The functions under your command are simply innumerable here, on a par with Almighty’s level. And why so? Ha! Since we’ve lived up to a tangible jubilee already.

Remembered now? Right! The Internet is 25 today! Ho-ho!

A quarter of century ago the scientifically minded public started to call each other to exchange text files over the wires. Not every cat did get it then, all of a sudden, whereto steered so quirky a telephonization. Still fewer could, at that pivotal moment, catch the jazz as being charged with much cooler stuff than even entry to the cosmic era when all the nation bust their ass to give a couple of citizens the chance of getting high and hanging up there, in the weightlessness, on their orbit before the invariable return to normal gravitation.

Quite different kettle of fish, in toto, with this here Internet where everyone may have an opportunity to individually (yet still en masse) get out of the state where you belong as a taxpayer (what? you haven’t even suspected? yes, sir, they’ll tax you and get you and fuck you without you ever noticing when and how, the state will, which you own quite a few sacred debts—if you Old Ones don’t settle the issue with a doctor on the draft medical commission, and where you’ll be used for other needs too, thanks to your citizenship).

And all of a sudden – yay! The independence breeze stirred up! The sweet word “freedom!” echoed from afar.

Yeah, o, yeah… NetScape, AltaVista – the legendary, glorious, long since forgotten names of genus-starters in the line of search engines… It’s them who paved my way to virtually visit the USA Congress Library full of the matter of fact information instead of filtered staple oatmeal broadcast by the TV news program Vremya or Mayak, the All-Union Radio Station, the bigger half of my life.
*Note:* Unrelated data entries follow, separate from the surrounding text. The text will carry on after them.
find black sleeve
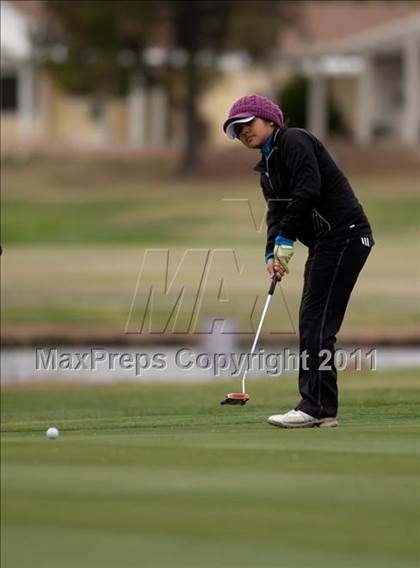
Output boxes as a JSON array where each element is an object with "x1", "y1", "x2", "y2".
[
  {"x1": 278, "y1": 130, "x2": 321, "y2": 241},
  {"x1": 261, "y1": 181, "x2": 288, "y2": 259}
]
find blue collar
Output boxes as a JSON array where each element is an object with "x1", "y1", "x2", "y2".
[{"x1": 261, "y1": 134, "x2": 273, "y2": 160}]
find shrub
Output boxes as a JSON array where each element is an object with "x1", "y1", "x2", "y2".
[{"x1": 276, "y1": 75, "x2": 348, "y2": 137}]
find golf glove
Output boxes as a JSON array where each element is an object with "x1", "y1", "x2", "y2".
[{"x1": 274, "y1": 236, "x2": 294, "y2": 274}]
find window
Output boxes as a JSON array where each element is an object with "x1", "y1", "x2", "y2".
[{"x1": 1, "y1": 75, "x2": 18, "y2": 113}]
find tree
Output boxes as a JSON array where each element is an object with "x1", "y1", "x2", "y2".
[{"x1": 35, "y1": 1, "x2": 298, "y2": 174}]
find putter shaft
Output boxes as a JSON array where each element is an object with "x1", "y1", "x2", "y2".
[{"x1": 241, "y1": 277, "x2": 277, "y2": 394}]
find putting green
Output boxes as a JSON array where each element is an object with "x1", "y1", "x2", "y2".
[{"x1": 2, "y1": 370, "x2": 419, "y2": 568}]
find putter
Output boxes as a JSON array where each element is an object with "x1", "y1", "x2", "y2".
[{"x1": 221, "y1": 276, "x2": 278, "y2": 405}]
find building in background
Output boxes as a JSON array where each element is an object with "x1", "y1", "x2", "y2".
[
  {"x1": 1, "y1": 0, "x2": 38, "y2": 146},
  {"x1": 203, "y1": 1, "x2": 420, "y2": 148},
  {"x1": 0, "y1": 0, "x2": 172, "y2": 152},
  {"x1": 280, "y1": 1, "x2": 420, "y2": 146},
  {"x1": 1, "y1": 0, "x2": 419, "y2": 152}
]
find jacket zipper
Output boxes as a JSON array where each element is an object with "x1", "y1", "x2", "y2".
[
  {"x1": 264, "y1": 129, "x2": 282, "y2": 194},
  {"x1": 264, "y1": 129, "x2": 285, "y2": 198},
  {"x1": 313, "y1": 208, "x2": 332, "y2": 232},
  {"x1": 265, "y1": 149, "x2": 276, "y2": 194}
]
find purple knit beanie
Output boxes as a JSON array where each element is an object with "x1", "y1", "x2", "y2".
[{"x1": 223, "y1": 94, "x2": 284, "y2": 139}]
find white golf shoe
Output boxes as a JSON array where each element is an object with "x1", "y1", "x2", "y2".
[{"x1": 267, "y1": 409, "x2": 337, "y2": 429}]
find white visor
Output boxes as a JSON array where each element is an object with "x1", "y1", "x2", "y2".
[{"x1": 226, "y1": 116, "x2": 255, "y2": 140}]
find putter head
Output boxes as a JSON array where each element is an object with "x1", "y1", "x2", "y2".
[{"x1": 220, "y1": 392, "x2": 250, "y2": 406}]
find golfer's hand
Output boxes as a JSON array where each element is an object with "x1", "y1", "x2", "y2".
[
  {"x1": 273, "y1": 236, "x2": 294, "y2": 274},
  {"x1": 266, "y1": 258, "x2": 285, "y2": 281}
]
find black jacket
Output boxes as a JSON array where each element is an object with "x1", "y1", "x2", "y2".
[{"x1": 254, "y1": 127, "x2": 372, "y2": 258}]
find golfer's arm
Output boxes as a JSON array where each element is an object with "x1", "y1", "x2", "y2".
[
  {"x1": 265, "y1": 199, "x2": 284, "y2": 261},
  {"x1": 278, "y1": 134, "x2": 321, "y2": 241}
]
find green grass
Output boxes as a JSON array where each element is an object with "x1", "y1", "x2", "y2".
[
  {"x1": 2, "y1": 370, "x2": 419, "y2": 568},
  {"x1": 2, "y1": 169, "x2": 420, "y2": 247},
  {"x1": 2, "y1": 159, "x2": 419, "y2": 248},
  {"x1": 1, "y1": 159, "x2": 419, "y2": 332}
]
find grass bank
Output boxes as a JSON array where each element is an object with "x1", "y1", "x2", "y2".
[{"x1": 2, "y1": 159, "x2": 419, "y2": 336}]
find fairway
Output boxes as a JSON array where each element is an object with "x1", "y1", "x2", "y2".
[
  {"x1": 2, "y1": 159, "x2": 420, "y2": 337},
  {"x1": 2, "y1": 370, "x2": 419, "y2": 568}
]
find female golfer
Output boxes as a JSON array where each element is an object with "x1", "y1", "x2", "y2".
[{"x1": 223, "y1": 94, "x2": 374, "y2": 428}]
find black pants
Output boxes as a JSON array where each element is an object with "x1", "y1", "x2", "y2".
[{"x1": 295, "y1": 235, "x2": 373, "y2": 418}]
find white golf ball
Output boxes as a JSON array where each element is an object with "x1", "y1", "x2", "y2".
[{"x1": 46, "y1": 427, "x2": 60, "y2": 440}]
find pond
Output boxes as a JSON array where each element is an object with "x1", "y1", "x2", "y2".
[{"x1": 2, "y1": 345, "x2": 419, "y2": 385}]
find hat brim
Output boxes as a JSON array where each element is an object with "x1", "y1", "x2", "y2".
[{"x1": 224, "y1": 115, "x2": 255, "y2": 140}]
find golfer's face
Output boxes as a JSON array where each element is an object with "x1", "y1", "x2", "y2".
[{"x1": 236, "y1": 118, "x2": 274, "y2": 149}]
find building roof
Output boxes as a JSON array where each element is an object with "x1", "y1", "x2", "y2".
[{"x1": 281, "y1": 1, "x2": 420, "y2": 58}]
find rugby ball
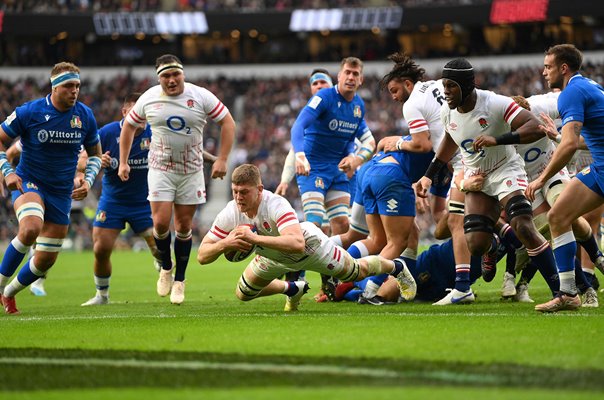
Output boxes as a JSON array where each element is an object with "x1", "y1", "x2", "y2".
[
  {"x1": 224, "y1": 245, "x2": 257, "y2": 262},
  {"x1": 224, "y1": 224, "x2": 257, "y2": 262}
]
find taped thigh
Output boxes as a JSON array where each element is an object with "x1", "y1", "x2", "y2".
[
  {"x1": 16, "y1": 202, "x2": 44, "y2": 222},
  {"x1": 349, "y1": 202, "x2": 369, "y2": 235},
  {"x1": 326, "y1": 202, "x2": 349, "y2": 221},
  {"x1": 325, "y1": 189, "x2": 349, "y2": 203},
  {"x1": 334, "y1": 252, "x2": 360, "y2": 282},
  {"x1": 545, "y1": 181, "x2": 566, "y2": 208},
  {"x1": 301, "y1": 191, "x2": 326, "y2": 225},
  {"x1": 236, "y1": 273, "x2": 265, "y2": 300},
  {"x1": 447, "y1": 199, "x2": 465, "y2": 216},
  {"x1": 35, "y1": 236, "x2": 64, "y2": 253}
]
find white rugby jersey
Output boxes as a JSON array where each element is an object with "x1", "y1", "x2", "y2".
[
  {"x1": 441, "y1": 89, "x2": 523, "y2": 176},
  {"x1": 404, "y1": 80, "x2": 446, "y2": 149},
  {"x1": 516, "y1": 92, "x2": 563, "y2": 181},
  {"x1": 126, "y1": 82, "x2": 229, "y2": 174},
  {"x1": 206, "y1": 190, "x2": 317, "y2": 264}
]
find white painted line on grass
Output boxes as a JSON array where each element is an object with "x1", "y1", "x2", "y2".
[
  {"x1": 0, "y1": 357, "x2": 400, "y2": 379},
  {"x1": 6, "y1": 311, "x2": 599, "y2": 322},
  {"x1": 0, "y1": 356, "x2": 506, "y2": 384}
]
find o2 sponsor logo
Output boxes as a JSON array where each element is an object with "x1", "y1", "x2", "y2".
[
  {"x1": 166, "y1": 116, "x2": 191, "y2": 134},
  {"x1": 460, "y1": 139, "x2": 485, "y2": 157},
  {"x1": 523, "y1": 147, "x2": 544, "y2": 163}
]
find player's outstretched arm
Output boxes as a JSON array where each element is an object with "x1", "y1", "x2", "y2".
[{"x1": 197, "y1": 230, "x2": 252, "y2": 265}]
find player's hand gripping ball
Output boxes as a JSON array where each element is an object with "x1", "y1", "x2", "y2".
[{"x1": 224, "y1": 224, "x2": 257, "y2": 262}]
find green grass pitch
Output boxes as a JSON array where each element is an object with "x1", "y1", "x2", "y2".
[{"x1": 1, "y1": 250, "x2": 604, "y2": 399}]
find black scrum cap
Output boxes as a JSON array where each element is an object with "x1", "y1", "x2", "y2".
[{"x1": 442, "y1": 58, "x2": 475, "y2": 102}]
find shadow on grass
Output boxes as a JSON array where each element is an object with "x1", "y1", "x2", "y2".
[{"x1": 1, "y1": 348, "x2": 602, "y2": 391}]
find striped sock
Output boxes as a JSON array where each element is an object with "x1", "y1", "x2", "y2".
[
  {"x1": 347, "y1": 241, "x2": 369, "y2": 258},
  {"x1": 284, "y1": 281, "x2": 299, "y2": 296},
  {"x1": 527, "y1": 241, "x2": 560, "y2": 296},
  {"x1": 454, "y1": 264, "x2": 471, "y2": 292},
  {"x1": 94, "y1": 275, "x2": 110, "y2": 296}
]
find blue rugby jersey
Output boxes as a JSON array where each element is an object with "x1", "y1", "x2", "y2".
[
  {"x1": 1, "y1": 95, "x2": 99, "y2": 193},
  {"x1": 292, "y1": 86, "x2": 370, "y2": 165},
  {"x1": 98, "y1": 119, "x2": 151, "y2": 203},
  {"x1": 558, "y1": 74, "x2": 604, "y2": 169}
]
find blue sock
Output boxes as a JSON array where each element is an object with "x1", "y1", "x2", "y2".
[
  {"x1": 370, "y1": 274, "x2": 388, "y2": 285},
  {"x1": 344, "y1": 289, "x2": 363, "y2": 302},
  {"x1": 454, "y1": 264, "x2": 471, "y2": 292},
  {"x1": 174, "y1": 232, "x2": 192, "y2": 282},
  {"x1": 347, "y1": 241, "x2": 369, "y2": 259},
  {"x1": 391, "y1": 258, "x2": 405, "y2": 277},
  {"x1": 552, "y1": 234, "x2": 577, "y2": 273},
  {"x1": 574, "y1": 257, "x2": 592, "y2": 293},
  {"x1": 583, "y1": 269, "x2": 600, "y2": 290},
  {"x1": 500, "y1": 223, "x2": 522, "y2": 249},
  {"x1": 576, "y1": 235, "x2": 602, "y2": 263},
  {"x1": 527, "y1": 242, "x2": 560, "y2": 295},
  {"x1": 505, "y1": 247, "x2": 516, "y2": 274},
  {"x1": 17, "y1": 259, "x2": 44, "y2": 287},
  {"x1": 284, "y1": 281, "x2": 299, "y2": 296},
  {"x1": 519, "y1": 262, "x2": 538, "y2": 284},
  {"x1": 347, "y1": 243, "x2": 362, "y2": 258},
  {"x1": 0, "y1": 238, "x2": 30, "y2": 278},
  {"x1": 154, "y1": 231, "x2": 172, "y2": 271}
]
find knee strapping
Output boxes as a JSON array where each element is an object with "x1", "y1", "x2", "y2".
[
  {"x1": 237, "y1": 275, "x2": 264, "y2": 300},
  {"x1": 326, "y1": 203, "x2": 349, "y2": 221},
  {"x1": 349, "y1": 203, "x2": 369, "y2": 235},
  {"x1": 35, "y1": 237, "x2": 64, "y2": 253},
  {"x1": 448, "y1": 200, "x2": 465, "y2": 215},
  {"x1": 302, "y1": 198, "x2": 326, "y2": 225},
  {"x1": 463, "y1": 214, "x2": 495, "y2": 234},
  {"x1": 505, "y1": 195, "x2": 533, "y2": 220},
  {"x1": 16, "y1": 202, "x2": 44, "y2": 222},
  {"x1": 337, "y1": 256, "x2": 361, "y2": 282}
]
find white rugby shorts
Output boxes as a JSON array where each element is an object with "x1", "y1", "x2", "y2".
[
  {"x1": 249, "y1": 222, "x2": 351, "y2": 281},
  {"x1": 470, "y1": 160, "x2": 528, "y2": 201},
  {"x1": 147, "y1": 168, "x2": 206, "y2": 205}
]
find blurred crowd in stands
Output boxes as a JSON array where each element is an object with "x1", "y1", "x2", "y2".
[
  {"x1": 1, "y1": 61, "x2": 603, "y2": 249},
  {"x1": 1, "y1": 0, "x2": 487, "y2": 13}
]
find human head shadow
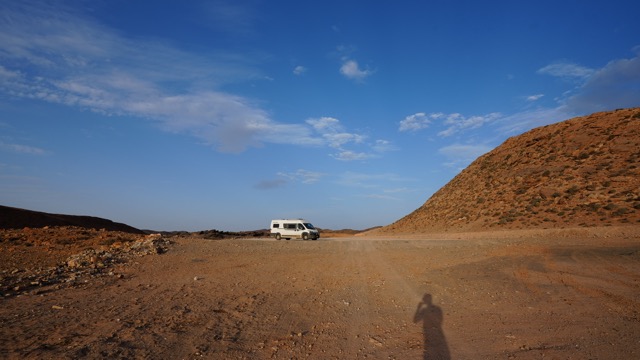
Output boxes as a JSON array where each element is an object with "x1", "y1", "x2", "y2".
[{"x1": 413, "y1": 293, "x2": 451, "y2": 360}]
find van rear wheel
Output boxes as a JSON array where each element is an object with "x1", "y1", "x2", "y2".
[{"x1": 275, "y1": 233, "x2": 281, "y2": 240}]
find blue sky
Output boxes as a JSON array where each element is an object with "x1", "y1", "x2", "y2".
[{"x1": 1, "y1": 0, "x2": 639, "y2": 231}]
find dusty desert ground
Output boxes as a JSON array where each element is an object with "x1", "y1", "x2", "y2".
[{"x1": 1, "y1": 226, "x2": 640, "y2": 359}]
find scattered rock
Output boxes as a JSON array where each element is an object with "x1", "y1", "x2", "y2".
[{"x1": 0, "y1": 227, "x2": 172, "y2": 298}]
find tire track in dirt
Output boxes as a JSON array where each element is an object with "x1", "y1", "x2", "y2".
[
  {"x1": 234, "y1": 238, "x2": 428, "y2": 359},
  {"x1": 340, "y1": 239, "x2": 426, "y2": 359}
]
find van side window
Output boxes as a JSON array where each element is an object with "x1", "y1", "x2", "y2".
[
  {"x1": 272, "y1": 223, "x2": 280, "y2": 228},
  {"x1": 297, "y1": 224, "x2": 305, "y2": 230},
  {"x1": 284, "y1": 223, "x2": 296, "y2": 229}
]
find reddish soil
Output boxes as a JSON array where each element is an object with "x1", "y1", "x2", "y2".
[{"x1": 1, "y1": 226, "x2": 639, "y2": 359}]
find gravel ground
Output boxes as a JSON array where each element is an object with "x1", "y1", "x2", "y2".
[{"x1": 1, "y1": 226, "x2": 639, "y2": 359}]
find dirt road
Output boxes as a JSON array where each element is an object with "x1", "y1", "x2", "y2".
[{"x1": 2, "y1": 228, "x2": 640, "y2": 359}]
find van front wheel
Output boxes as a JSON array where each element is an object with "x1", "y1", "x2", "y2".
[
  {"x1": 302, "y1": 232, "x2": 309, "y2": 240},
  {"x1": 275, "y1": 233, "x2": 281, "y2": 240}
]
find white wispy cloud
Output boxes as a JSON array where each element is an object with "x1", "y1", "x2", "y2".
[
  {"x1": 307, "y1": 117, "x2": 366, "y2": 148},
  {"x1": 293, "y1": 65, "x2": 307, "y2": 75},
  {"x1": 0, "y1": 66, "x2": 21, "y2": 80},
  {"x1": 277, "y1": 169, "x2": 325, "y2": 184},
  {"x1": 0, "y1": 141, "x2": 46, "y2": 155},
  {"x1": 485, "y1": 52, "x2": 640, "y2": 137},
  {"x1": 517, "y1": 51, "x2": 640, "y2": 122},
  {"x1": 399, "y1": 112, "x2": 501, "y2": 136},
  {"x1": 306, "y1": 117, "x2": 341, "y2": 133},
  {"x1": 398, "y1": 112, "x2": 440, "y2": 132},
  {"x1": 537, "y1": 62, "x2": 595, "y2": 79},
  {"x1": 327, "y1": 133, "x2": 367, "y2": 148},
  {"x1": 340, "y1": 59, "x2": 372, "y2": 81},
  {"x1": 561, "y1": 53, "x2": 640, "y2": 114},
  {"x1": 332, "y1": 150, "x2": 371, "y2": 161},
  {"x1": 256, "y1": 168, "x2": 324, "y2": 190},
  {"x1": 398, "y1": 52, "x2": 640, "y2": 172},
  {"x1": 496, "y1": 107, "x2": 570, "y2": 136},
  {"x1": 372, "y1": 139, "x2": 396, "y2": 152},
  {"x1": 438, "y1": 112, "x2": 502, "y2": 137},
  {"x1": 0, "y1": 3, "x2": 389, "y2": 161},
  {"x1": 0, "y1": 1, "x2": 309, "y2": 153},
  {"x1": 306, "y1": 117, "x2": 381, "y2": 161}
]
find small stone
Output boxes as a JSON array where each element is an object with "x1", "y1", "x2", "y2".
[{"x1": 369, "y1": 337, "x2": 383, "y2": 347}]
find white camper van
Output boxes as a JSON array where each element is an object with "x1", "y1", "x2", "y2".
[{"x1": 270, "y1": 219, "x2": 320, "y2": 240}]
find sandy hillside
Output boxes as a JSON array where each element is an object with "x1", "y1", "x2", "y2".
[{"x1": 373, "y1": 108, "x2": 640, "y2": 234}]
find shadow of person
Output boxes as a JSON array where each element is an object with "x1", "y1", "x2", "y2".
[{"x1": 413, "y1": 293, "x2": 451, "y2": 360}]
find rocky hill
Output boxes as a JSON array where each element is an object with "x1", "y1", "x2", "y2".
[
  {"x1": 0, "y1": 205, "x2": 144, "y2": 234},
  {"x1": 375, "y1": 107, "x2": 640, "y2": 234}
]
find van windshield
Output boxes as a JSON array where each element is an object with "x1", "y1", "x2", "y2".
[{"x1": 303, "y1": 223, "x2": 315, "y2": 229}]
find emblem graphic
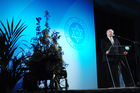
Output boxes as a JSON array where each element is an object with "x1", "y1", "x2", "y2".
[{"x1": 65, "y1": 17, "x2": 88, "y2": 49}]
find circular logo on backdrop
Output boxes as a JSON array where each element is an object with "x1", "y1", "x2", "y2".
[{"x1": 64, "y1": 17, "x2": 88, "y2": 49}]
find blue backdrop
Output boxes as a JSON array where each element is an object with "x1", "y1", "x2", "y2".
[{"x1": 0, "y1": 0, "x2": 97, "y2": 90}]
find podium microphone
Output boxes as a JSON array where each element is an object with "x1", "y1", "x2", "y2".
[
  {"x1": 113, "y1": 34, "x2": 120, "y2": 37},
  {"x1": 112, "y1": 34, "x2": 115, "y2": 37}
]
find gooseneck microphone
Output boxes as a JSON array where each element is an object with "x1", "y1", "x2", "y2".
[{"x1": 113, "y1": 34, "x2": 120, "y2": 38}]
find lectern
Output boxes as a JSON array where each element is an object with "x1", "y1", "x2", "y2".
[{"x1": 106, "y1": 45, "x2": 135, "y2": 87}]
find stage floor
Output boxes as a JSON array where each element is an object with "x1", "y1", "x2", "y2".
[
  {"x1": 18, "y1": 87, "x2": 140, "y2": 93},
  {"x1": 63, "y1": 87, "x2": 140, "y2": 93}
]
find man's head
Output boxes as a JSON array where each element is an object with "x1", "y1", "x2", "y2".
[{"x1": 106, "y1": 29, "x2": 114, "y2": 37}]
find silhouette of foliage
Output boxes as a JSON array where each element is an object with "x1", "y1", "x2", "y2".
[
  {"x1": 23, "y1": 11, "x2": 68, "y2": 91},
  {"x1": 0, "y1": 18, "x2": 27, "y2": 92}
]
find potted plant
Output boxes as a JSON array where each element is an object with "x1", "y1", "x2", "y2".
[{"x1": 0, "y1": 18, "x2": 27, "y2": 93}]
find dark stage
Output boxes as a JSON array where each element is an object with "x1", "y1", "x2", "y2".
[
  {"x1": 23, "y1": 0, "x2": 140, "y2": 92},
  {"x1": 95, "y1": 0, "x2": 140, "y2": 89},
  {"x1": 1, "y1": 0, "x2": 140, "y2": 93}
]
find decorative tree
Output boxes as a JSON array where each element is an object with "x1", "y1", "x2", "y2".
[{"x1": 23, "y1": 11, "x2": 68, "y2": 91}]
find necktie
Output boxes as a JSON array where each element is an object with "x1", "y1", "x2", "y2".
[{"x1": 109, "y1": 37, "x2": 114, "y2": 45}]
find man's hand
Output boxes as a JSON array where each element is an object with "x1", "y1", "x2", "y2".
[
  {"x1": 106, "y1": 50, "x2": 110, "y2": 55},
  {"x1": 124, "y1": 51, "x2": 128, "y2": 55}
]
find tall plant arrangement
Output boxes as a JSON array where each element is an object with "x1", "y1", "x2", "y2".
[
  {"x1": 0, "y1": 18, "x2": 27, "y2": 92},
  {"x1": 29, "y1": 11, "x2": 64, "y2": 78},
  {"x1": 23, "y1": 11, "x2": 68, "y2": 91}
]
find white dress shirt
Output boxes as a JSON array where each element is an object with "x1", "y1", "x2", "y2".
[{"x1": 108, "y1": 36, "x2": 114, "y2": 45}]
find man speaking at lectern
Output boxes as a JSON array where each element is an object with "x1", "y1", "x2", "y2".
[{"x1": 102, "y1": 29, "x2": 135, "y2": 87}]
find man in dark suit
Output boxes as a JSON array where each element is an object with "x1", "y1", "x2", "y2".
[{"x1": 102, "y1": 29, "x2": 135, "y2": 87}]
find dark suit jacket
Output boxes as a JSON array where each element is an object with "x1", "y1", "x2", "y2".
[
  {"x1": 102, "y1": 36, "x2": 121, "y2": 55},
  {"x1": 102, "y1": 36, "x2": 123, "y2": 62}
]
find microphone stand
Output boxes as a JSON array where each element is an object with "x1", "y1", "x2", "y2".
[{"x1": 116, "y1": 35, "x2": 140, "y2": 45}]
Thus flopped the mission of the “screaming” silencers in the range of short radio waves. Those crafty contraptions meant to kept the USSR citizens corralled off and hedged against the subversive influence of the outside world by the deafening crackle of the static, while the inner mass media brain-washed the Soviet people 24/7 carrying out the prophylactic mentality sterilization, and turning the population into dumb cattle. The prudent precautions did not prevent the disintegration of the Soviet Union though (whose death preceded the birth of the Internet), and now we can freely choose our own way to being formatted into shithead consumers.